Bug #8086 Mysterious very poor performance w/ IN (select...) vs. =(correlated subquery)
Submitted: 22 Jan 2005 6:38 Modified: 26 Feb 2005 21:25
Reporter: Joseph Hall Email Updates:
Status: No Feedback Impact on me:
None 
Category:MySQL Server Severity:S2 (Serious)
Version:4.1.8 OS:Linux (Linux)
Assigned to: CPU Architecture:Any

[22 Jan 2005 6:38] Joseph Hall
Description:
Using InnoDB tables and all join/range columns are indexed.

I can't figure this one out.

  select max(available_seq)
  from x_available_icmp_ping
  group by host_id

returns 24 rows and executes in <.05 sec.

select host_name, host_ip, tstamp, average, ok
  from host h
  left join x_available_icmp_ping ip
  on h.host_id = ip.host_id
  and ip.available_seq = (select max(available_seq)
    from x_available_icmp_ping
    where host_id = h.host_id
   )

returns 24 rows and executes in <.05 sec. BUT:

select host_name, host_ip, tstamp, average, ok
  from host h
  left join x_available_icmp_ping ip
  on h.host_id = ip.host_id
  and ip.available_seq in (select max(available_seq)
    from x_available_icmp_ping
    group by host_id
  )

takes a very long time to execute - 20-30 sec.

I must be missing something, but the query planner should be able to figure out that the GROUP BY is going to return at most the number of rows given by the cardinality of the host_id index, which is 24, and treat those as if IN (some small number of constants).
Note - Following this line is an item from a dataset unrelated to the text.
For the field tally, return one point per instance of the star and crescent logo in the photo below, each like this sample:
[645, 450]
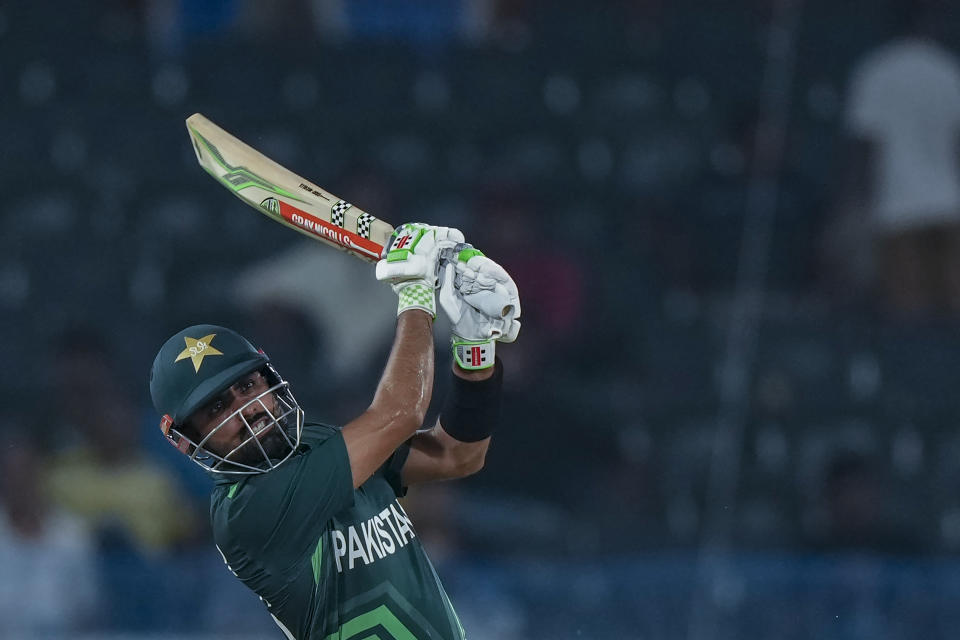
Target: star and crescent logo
[198, 349]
For the correlated subquery:

+----+--------------------+-----------------------+--------+-----------------+---------+---------+-------------------+------+-------------+
| id | select_type        | table                 | type   | possible_keys   | key     | key_len | ref               | rows | Extra       |
+----+--------------------+-----------------------+--------+-----------------+---------+---------+-------------------+------+-------------+
|  1 | PRIMARY            | h                     | ALL    | NULL            | NULL    |    NULL | NULL              |   24 |             |
|  1 | PRIMARY            | ip                    | eq_ref | PRIMARY,host_id | PRIMARY |       8 | func              |    1 |             |
|  2 | DEPENDENT SUBQUERY | x_available_icmp_ping | ref    | host_id         | host_id |       4 | monitor.h.host_id |  116 | Using index |
+----+--------------------+-----------------------+--------+-----------------+---------+---------+-------------------+------+-------------+

For the GROUP BY subquery:

+----+--------------------+-----------------------+-------+---------------+---------+---------+-------------------+------+-------------+
| id | select_type        | table                 | type  | possible_keys | key     | key_len | ref               | rows | Extra       |
+----+--------------------+-----------------------+-------+---------------+---------+---------+-------------------+------+-------------+
|  1 | PRIMARY            | h                     | ALL   | NULL          | NULL    |    NULL | NULL              |   24 |             |
|  1 | PRIMARY            | ip                    | ref   | host_id       | host_id |       4 | monitor.h.host_id |  116 |             |
|  2 | DEPENDENT SUBQUERY | x_available_icmp_ping | index | NULL          | host_id |       4 | NULL              | 4673 | Using index |
+----+--------------------+-----------------------+-------+---------------+---------+---------+-------------------+------+-------------+

How to repeat:
If the problem isn't obvious, I'll attempt to whittle my schema and data down to re-post.
[26 Jan 2005 21:18] Jorge del Conde
Hi!

Can you please attatch a file with the tables used by your queries so that we can reproduce this problem ?

Thanks !
[27 Feb 2005 0:00] Bugs System
No feedback was provided for this bug for over a month, so it is
being suspended automatically. If you are able to provide the
information that was originally requested, please do so and change
the status of the bug back to "Open".